That means the kids are at least a year behind while getting their FAPE. Most kids that are a year behind have trouble catching up; they often fall farther behind. At that point you have a choice: Do you keep the curriculum at their level and try to catch up or keep on going?
Both have risks. If you fall behind, there's no guarantee you won't need to get farther and farther behind. After all, the kids fell below grade level at some point, and whatever is dragging them down (or slowing them up) may still be at work. But if you do that, what do you do with the inevitable GT kids, the 5% that are at grade level. Too often "school reform" doesn't include the top tier of kids because in an egalitarian society we have to lift up the bottom ... and if we let the top kids not succeed quite as much, equality is easier to attain.

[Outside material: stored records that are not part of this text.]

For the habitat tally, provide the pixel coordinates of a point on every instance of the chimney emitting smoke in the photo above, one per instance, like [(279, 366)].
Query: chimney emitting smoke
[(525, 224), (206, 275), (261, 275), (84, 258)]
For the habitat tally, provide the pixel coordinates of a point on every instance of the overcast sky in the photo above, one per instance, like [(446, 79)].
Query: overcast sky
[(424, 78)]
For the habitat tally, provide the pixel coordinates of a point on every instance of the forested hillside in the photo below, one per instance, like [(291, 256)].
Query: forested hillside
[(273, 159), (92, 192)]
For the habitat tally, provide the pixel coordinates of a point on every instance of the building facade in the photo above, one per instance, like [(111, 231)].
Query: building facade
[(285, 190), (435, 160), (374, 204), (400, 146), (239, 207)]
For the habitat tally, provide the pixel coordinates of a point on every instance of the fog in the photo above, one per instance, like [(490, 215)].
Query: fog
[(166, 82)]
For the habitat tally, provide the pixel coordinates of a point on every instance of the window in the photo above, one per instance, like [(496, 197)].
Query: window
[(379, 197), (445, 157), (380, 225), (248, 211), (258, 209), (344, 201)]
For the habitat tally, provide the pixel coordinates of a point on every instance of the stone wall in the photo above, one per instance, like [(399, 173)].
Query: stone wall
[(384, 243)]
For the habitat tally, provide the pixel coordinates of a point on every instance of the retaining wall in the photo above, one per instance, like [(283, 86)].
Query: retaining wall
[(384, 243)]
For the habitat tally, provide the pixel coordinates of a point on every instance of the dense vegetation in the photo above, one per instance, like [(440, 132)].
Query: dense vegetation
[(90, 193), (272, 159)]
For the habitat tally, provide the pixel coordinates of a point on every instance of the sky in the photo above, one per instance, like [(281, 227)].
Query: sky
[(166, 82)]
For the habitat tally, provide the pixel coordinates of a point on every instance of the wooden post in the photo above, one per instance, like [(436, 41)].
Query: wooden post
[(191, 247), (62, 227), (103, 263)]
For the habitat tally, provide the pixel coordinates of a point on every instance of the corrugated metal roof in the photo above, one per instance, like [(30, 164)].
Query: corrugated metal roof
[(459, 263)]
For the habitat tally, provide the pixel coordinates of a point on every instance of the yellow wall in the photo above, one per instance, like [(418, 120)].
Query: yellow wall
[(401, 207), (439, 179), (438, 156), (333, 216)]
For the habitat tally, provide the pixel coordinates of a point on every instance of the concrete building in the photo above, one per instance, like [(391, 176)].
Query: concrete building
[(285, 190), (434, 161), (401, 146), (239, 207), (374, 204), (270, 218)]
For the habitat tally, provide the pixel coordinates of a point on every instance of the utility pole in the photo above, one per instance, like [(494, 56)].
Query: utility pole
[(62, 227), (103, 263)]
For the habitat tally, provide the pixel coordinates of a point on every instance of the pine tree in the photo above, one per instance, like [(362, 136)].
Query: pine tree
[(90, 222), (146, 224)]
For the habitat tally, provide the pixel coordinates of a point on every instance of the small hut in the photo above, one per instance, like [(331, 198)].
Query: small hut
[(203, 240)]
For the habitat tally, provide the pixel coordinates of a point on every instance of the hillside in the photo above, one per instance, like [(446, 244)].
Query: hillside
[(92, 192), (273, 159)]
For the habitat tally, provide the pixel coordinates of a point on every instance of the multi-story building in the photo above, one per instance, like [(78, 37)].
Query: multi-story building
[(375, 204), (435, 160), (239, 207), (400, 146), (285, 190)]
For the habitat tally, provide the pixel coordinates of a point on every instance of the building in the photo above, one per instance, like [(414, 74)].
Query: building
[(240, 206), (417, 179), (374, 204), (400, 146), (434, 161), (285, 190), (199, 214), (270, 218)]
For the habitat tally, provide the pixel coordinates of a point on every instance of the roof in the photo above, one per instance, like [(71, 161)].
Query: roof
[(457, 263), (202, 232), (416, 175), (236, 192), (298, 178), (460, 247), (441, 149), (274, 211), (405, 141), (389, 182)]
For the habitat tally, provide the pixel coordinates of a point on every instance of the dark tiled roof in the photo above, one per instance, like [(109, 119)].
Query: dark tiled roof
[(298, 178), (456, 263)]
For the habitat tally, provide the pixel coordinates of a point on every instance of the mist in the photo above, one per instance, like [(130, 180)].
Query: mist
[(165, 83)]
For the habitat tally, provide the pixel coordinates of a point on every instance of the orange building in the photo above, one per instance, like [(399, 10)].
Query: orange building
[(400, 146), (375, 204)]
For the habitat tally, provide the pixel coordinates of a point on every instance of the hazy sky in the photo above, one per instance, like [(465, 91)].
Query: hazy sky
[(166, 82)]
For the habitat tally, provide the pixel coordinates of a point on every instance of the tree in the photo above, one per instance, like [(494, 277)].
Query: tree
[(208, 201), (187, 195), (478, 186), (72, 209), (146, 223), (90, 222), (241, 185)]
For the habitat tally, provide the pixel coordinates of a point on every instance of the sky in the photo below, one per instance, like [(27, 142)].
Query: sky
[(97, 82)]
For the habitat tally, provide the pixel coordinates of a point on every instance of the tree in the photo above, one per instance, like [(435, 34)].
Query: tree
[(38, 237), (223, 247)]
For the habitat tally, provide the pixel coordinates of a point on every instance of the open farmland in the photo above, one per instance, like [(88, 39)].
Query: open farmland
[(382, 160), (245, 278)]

In some states that's a large portion of the closing of the achievement gap--the bottom 20% has continued to improve at the same rate they have for 20 years, but the upper 20%'s improvement's slowed.
Anyway, the public school system isn't working for these kids. They've tried fixing them. It's still not working. These are going to be rural kids and minority kids (and if we're talking black belt, it's going to be both).
Some charter schools do well. Others are truly abysmal. Many are just average. If nothing else, they often provide diversity in an otherwise unimaginative or homogeneous school system. If we can't fix the problem, we might as well pat ourselves on the back for rearranging the deck chairs. Over. And over.